Rainbow Rights: The Role of Lawyers and Courts in the Lesbian and Gay Civil Rights Movement.

AuthorCook, Shayna S.
PositionReview

RAINBOW RIGHTS: THE ROLE OF LAWYERS AND COURTS IN THE LESBIAN AND GAY CIVIL RIGHTS MOVEMENT. By Patricia A. Cain. Boulder: Westview Press. 2000. Pp. xi, 288. $30.

In her history of the past fifty years of the gay and lesbian civil rights movement, Patricia Cain (1) recounts the litigation successes and failures that contributed to the legal status of gays and lesbians in the United States today. Clearly an insider who has marched with the movement every step of the way, Cain provides a comprehensive account of all fronts of the battle in state and federal courts since 1950. But while Rainbow Rights serves as a good primer on the legal challenges and the key themes uniting them, the book reads like an account of a struggle ending in defeat -- not, as Cain describes, "a history of the litigation that has been central to the progress" of the movement (p. 9; emphasis added). Cain's focus on the movement's losses -- most notably Bowers v. Hardwick (2) -- obscures the significance of its gains and, consequently, depicts the movement's future as overly bleak. As a veteran of the movement, Cain seems more comfortable recounting setbacks and lost opportunities than providing an optimistic prescription for the future.

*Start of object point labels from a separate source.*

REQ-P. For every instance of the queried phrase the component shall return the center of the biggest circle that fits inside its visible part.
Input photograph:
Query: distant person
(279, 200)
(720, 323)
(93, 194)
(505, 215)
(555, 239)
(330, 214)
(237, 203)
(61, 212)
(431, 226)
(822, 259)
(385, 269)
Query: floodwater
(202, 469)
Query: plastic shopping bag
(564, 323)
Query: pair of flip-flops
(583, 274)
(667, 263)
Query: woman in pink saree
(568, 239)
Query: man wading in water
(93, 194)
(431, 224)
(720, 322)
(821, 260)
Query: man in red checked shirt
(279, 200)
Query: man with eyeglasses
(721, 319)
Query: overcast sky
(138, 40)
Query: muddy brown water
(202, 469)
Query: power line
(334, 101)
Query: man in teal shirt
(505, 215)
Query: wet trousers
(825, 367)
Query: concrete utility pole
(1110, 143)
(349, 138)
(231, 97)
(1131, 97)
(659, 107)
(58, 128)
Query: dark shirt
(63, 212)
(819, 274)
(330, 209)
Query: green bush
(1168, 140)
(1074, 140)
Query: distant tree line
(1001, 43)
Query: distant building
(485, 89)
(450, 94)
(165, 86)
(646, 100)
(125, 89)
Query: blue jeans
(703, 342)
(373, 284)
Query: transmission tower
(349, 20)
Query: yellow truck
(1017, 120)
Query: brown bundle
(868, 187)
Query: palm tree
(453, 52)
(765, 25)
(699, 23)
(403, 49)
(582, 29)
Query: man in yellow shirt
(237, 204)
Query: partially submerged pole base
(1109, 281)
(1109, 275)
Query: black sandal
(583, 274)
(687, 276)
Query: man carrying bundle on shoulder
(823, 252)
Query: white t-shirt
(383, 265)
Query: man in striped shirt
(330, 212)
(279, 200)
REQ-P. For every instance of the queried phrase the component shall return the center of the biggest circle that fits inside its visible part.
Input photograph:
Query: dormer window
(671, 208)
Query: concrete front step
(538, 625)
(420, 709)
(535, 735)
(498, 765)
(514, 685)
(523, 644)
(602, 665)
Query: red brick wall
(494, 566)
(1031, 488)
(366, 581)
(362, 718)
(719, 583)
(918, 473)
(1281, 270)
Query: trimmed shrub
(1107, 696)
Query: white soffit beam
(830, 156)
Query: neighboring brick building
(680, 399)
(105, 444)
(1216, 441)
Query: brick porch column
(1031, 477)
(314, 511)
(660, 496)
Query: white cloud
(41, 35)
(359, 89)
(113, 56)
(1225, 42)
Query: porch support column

Cain tells the history of Rainbow Rights chronologically, dividing the chapters into two time periods, 1950-1985 and 1986-present. These time periods are marked by Bowers v. Hardwick, the 1986 Supreme Court decision holding that homosexual sodomy is not protected under the constitutional right of privacy. Structurally and symbolically, Hardwick is the defining moment in Cain's history of the gay and lesbian rights movement. Certainly, Hardwick represents the low point of the movement, with its heart-wrenching 5-4 vote, harmful rhetoric, and widespread impact. But fifteen years later, it is not so clear that Hardwick is, or should be, the focal point of the movement's history.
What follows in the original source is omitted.